The brief facts of the case are that Benteler Trading International GmbH (“Operational Creditor”) filed an application under section 9 of the Code against Excel Metal Processors Private Limited (“Corporate Debtor”) alleging that the Corporate Debtor had committed a default on March 27, 2016 in making the payment to an extent of USD 1,258,219.42 inclusive of interest @15% per annum before the National Company Law Tribunal, Mumbai Bench (“NCLT”). The NCLT, by its impugned order dated June 25, 2019 admitted the application. Subsequently, the said order was challenged by the Corporate Debtor before the NCLAT.
One of the arguments raised by the Corporate Debtor was in relation to the jurisdiction of the NCLT to entertain the insolvency application. The Corporate Debtor referred to the Settlement Agreement executed between the parties and submitted that as per the said Agreement (wherein the parties have mutually agreed that the Agreement shall be governed by the foreign law) and as the office of the Operational Creditor is located in Germany, any suit or case is maintainable only in the Courts at Germany. It is pertinent to mention that the Agreement, as relied upon by the Corporate Debtor, stipulated as under:
“3. SETTLEMENT OF DISPUTES BETWEEN THE PARTIES
1. By signing the agreement the parties hereby under mutual concessions (utergegenseitigemNachegeben) mutually settle all disputes on or related to the existing obligations and the contract.
2. GOVERNING LAW AND RESOLUTION OF DISPUTES
3.1 This agreement is governed by, and shall be construed in accordance with, the substantive laws of the Federal Republic of Germany.
2. Any dispute arising out of or in connection with this Agreement shall be finally decided in accordance with this Agreement with the Arbitration rules of “schiedsgerichtsordnung der Deutschen Institution fur Shiedsgerichtsbarkeit e.V.”
Basis the aforementioned, the Corporate Debtor argued that no case can be filed before Courts in India.
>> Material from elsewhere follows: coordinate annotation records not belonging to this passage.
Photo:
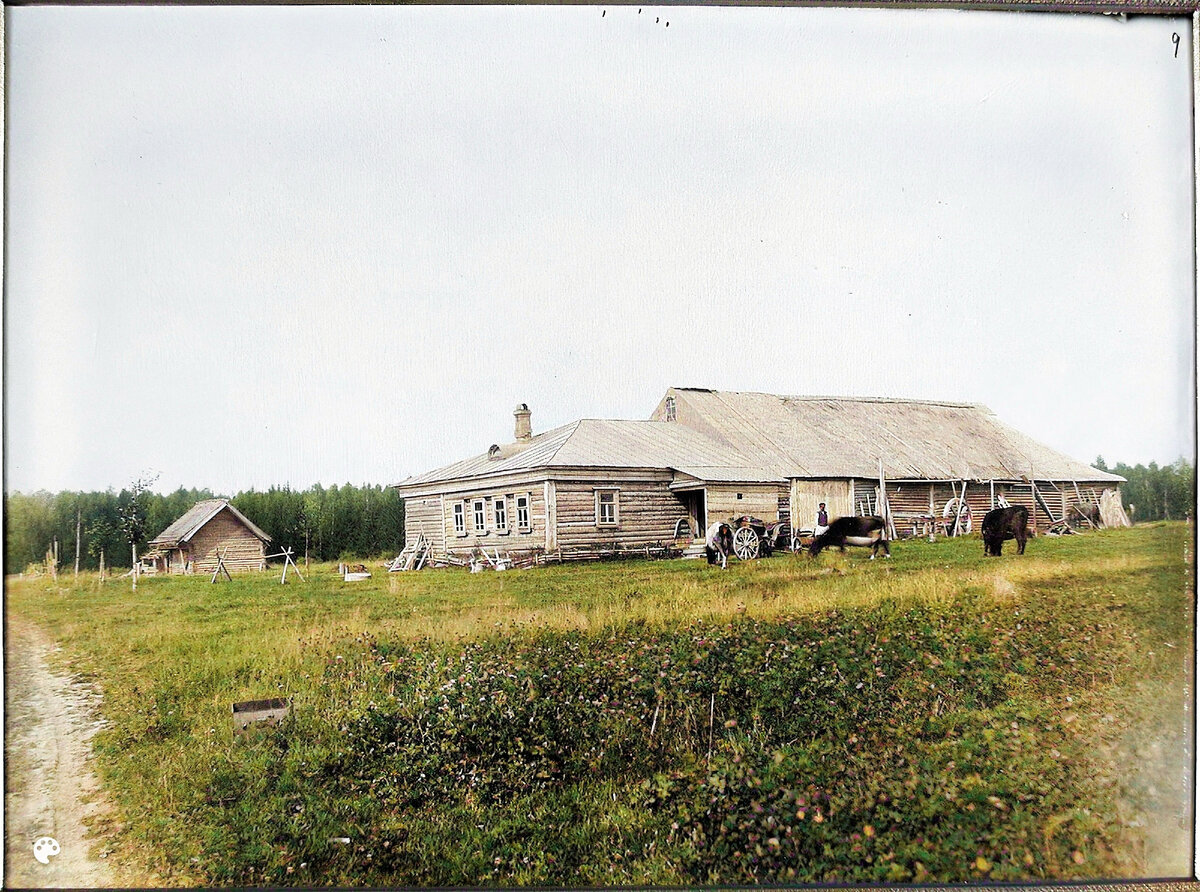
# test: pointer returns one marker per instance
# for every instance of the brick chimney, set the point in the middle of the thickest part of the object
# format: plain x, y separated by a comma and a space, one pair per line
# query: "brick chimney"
522, 429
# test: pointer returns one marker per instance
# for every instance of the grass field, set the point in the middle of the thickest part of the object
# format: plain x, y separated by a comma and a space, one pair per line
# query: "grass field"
936, 717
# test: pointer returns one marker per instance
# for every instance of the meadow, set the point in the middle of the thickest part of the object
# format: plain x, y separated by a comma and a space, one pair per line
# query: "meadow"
936, 717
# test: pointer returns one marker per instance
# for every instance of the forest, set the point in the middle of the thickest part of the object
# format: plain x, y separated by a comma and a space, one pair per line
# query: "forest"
327, 524
355, 521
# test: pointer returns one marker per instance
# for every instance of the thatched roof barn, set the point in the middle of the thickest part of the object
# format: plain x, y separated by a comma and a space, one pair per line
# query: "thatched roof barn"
208, 530
705, 455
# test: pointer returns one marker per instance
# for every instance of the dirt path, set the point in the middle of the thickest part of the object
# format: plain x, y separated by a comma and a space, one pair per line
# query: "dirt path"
51, 789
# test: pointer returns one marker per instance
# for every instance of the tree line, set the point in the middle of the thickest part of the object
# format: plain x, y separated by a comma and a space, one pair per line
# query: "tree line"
1155, 492
339, 522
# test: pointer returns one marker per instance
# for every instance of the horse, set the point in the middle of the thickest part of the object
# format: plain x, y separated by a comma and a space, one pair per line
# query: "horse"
853, 531
719, 544
1002, 524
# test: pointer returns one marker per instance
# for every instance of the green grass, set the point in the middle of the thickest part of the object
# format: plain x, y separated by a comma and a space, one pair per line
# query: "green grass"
949, 717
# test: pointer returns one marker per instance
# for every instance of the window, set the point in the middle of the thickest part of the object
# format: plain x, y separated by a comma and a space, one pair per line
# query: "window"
606, 508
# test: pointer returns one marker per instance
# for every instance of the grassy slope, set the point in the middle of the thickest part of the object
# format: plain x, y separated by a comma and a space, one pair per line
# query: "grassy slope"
952, 717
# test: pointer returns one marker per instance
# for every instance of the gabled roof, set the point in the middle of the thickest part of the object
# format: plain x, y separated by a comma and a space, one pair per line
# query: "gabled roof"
604, 444
835, 436
196, 516
749, 437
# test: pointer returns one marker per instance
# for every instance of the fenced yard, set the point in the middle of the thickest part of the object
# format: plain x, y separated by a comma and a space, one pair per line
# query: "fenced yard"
936, 717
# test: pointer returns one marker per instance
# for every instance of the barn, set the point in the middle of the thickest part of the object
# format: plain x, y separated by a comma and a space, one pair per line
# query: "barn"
600, 486
208, 530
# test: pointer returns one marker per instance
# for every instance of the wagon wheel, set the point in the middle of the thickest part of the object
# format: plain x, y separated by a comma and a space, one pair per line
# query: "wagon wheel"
745, 544
951, 512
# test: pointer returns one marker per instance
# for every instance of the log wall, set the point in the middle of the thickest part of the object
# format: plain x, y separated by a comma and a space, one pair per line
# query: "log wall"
808, 496
516, 538
909, 498
760, 501
647, 513
243, 550
424, 516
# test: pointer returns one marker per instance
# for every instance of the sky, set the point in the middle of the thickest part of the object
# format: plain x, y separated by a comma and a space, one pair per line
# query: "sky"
252, 246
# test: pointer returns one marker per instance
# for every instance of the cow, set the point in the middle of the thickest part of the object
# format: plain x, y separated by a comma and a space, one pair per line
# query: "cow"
719, 544
853, 531
1002, 524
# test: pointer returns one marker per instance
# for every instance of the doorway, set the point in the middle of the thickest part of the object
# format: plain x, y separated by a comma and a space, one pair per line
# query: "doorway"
697, 514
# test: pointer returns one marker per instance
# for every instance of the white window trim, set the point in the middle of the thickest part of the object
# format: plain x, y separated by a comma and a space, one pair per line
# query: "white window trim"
616, 508
527, 527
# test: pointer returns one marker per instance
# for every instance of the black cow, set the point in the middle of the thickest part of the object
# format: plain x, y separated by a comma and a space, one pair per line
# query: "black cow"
853, 531
1002, 524
719, 544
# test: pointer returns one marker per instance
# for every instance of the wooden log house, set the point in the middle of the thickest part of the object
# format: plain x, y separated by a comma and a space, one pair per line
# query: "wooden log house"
208, 530
603, 486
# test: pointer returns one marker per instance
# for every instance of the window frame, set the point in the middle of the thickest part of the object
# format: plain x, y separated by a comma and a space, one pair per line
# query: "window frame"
616, 507
501, 512
527, 525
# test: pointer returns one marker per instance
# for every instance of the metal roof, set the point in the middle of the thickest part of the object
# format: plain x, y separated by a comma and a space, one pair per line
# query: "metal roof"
196, 518
826, 436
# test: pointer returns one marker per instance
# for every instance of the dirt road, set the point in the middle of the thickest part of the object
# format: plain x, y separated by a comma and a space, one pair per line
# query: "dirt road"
51, 789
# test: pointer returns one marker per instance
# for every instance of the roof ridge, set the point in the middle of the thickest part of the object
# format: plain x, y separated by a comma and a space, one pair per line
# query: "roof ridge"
814, 397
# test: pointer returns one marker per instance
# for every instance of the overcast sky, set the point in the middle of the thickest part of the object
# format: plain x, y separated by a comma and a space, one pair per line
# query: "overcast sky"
253, 246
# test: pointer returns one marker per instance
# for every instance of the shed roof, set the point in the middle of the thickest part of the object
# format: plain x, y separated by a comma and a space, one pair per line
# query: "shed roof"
835, 436
196, 516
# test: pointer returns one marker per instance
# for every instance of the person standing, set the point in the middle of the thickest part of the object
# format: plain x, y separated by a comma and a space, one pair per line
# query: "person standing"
822, 520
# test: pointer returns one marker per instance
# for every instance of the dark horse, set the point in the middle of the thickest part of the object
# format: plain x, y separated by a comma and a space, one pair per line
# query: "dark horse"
852, 531
1002, 524
719, 543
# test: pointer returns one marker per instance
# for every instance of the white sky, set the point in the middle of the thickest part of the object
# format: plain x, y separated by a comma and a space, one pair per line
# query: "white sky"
252, 246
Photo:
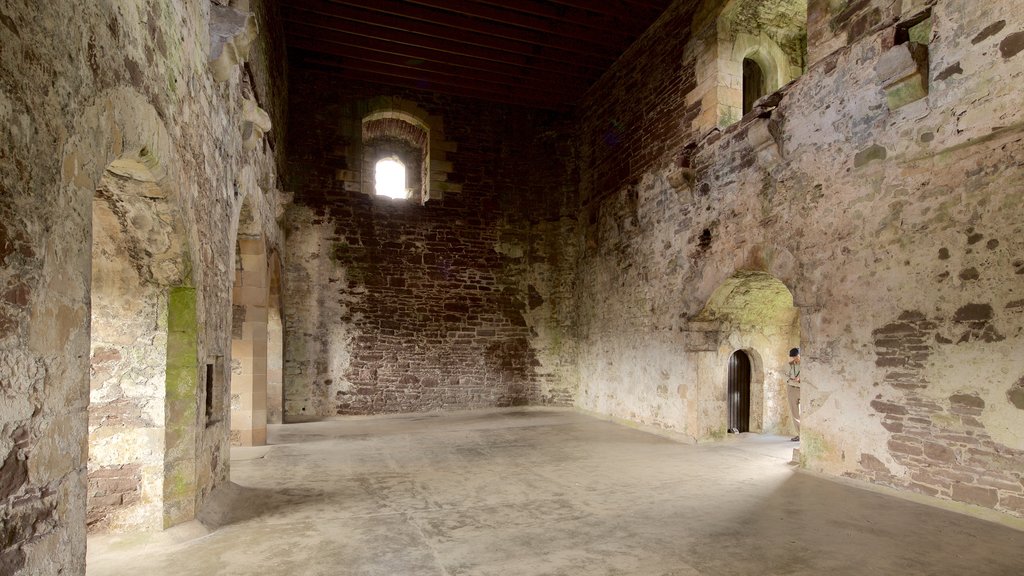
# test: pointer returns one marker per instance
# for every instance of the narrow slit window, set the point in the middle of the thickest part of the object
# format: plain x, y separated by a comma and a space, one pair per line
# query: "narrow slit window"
390, 178
754, 84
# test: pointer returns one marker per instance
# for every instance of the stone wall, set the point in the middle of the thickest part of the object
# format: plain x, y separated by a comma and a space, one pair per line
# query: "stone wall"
395, 306
897, 231
85, 87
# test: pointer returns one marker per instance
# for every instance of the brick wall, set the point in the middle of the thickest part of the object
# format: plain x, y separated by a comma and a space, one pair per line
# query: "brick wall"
895, 228
396, 306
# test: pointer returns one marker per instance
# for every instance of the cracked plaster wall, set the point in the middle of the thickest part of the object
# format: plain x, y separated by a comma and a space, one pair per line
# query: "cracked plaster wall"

In view thereof, the Corporate Debtor raised a question on the jurisdiction of the NCLT in entertaining the application under section 9 of the Code.
The aforementioned argument of the Corporate Debtor was rejected by the NCLAT. The NCLAT relied on its judgment passed in Binani Industries Limited vs Bank of Baroda and Anr., Company Appeal (AT) (Insolvency) No. 82 of 2018 decided on November 4, 2018 wherein it was held by the NCLAT that 'Corporate Insolvency Resolution Process'/ insolvency proceedings is not a 'suit' or a 'litigation' or a 'money claim' for any litigation; no one is selling or buying the 'Corporate Debtor' a 'Resolution Plan'; it is not an auction; it is not a recovery, which is an individual effort by the creditor to recover the dues through a process that had debtor and creditor on opposite sides; and it is not liquidation. The object of the Insolvency Code is merely to get have a resolution in place, so that the Company does not default on dues.
NCLAT further noted that as per section 60 of the Code, “the Adjudicating Authority, in relation to insolvency resolution and liquidation for corporate persons including corporate debtors and personals guarantors thereof shall be the National Company Law Tribunal having territorial jurisdiction over the place where the registered office of the corporate person is located.” Therefore, as the office of the Corporate Debtor was located in Mumbai, NCLT had the jurisdiction to entertain an application under section 9 of the Code and the Corporate Debtor cannot derive advantage of the terms of the Agreement reached between the parties.
After due consideration of the all the grounds raised by the Corporate Debtor, the NCLAT declined to interfere with the aforementioned order dated June 25, 2019 passed by the NCLT and accordingly, dismissed the appeal.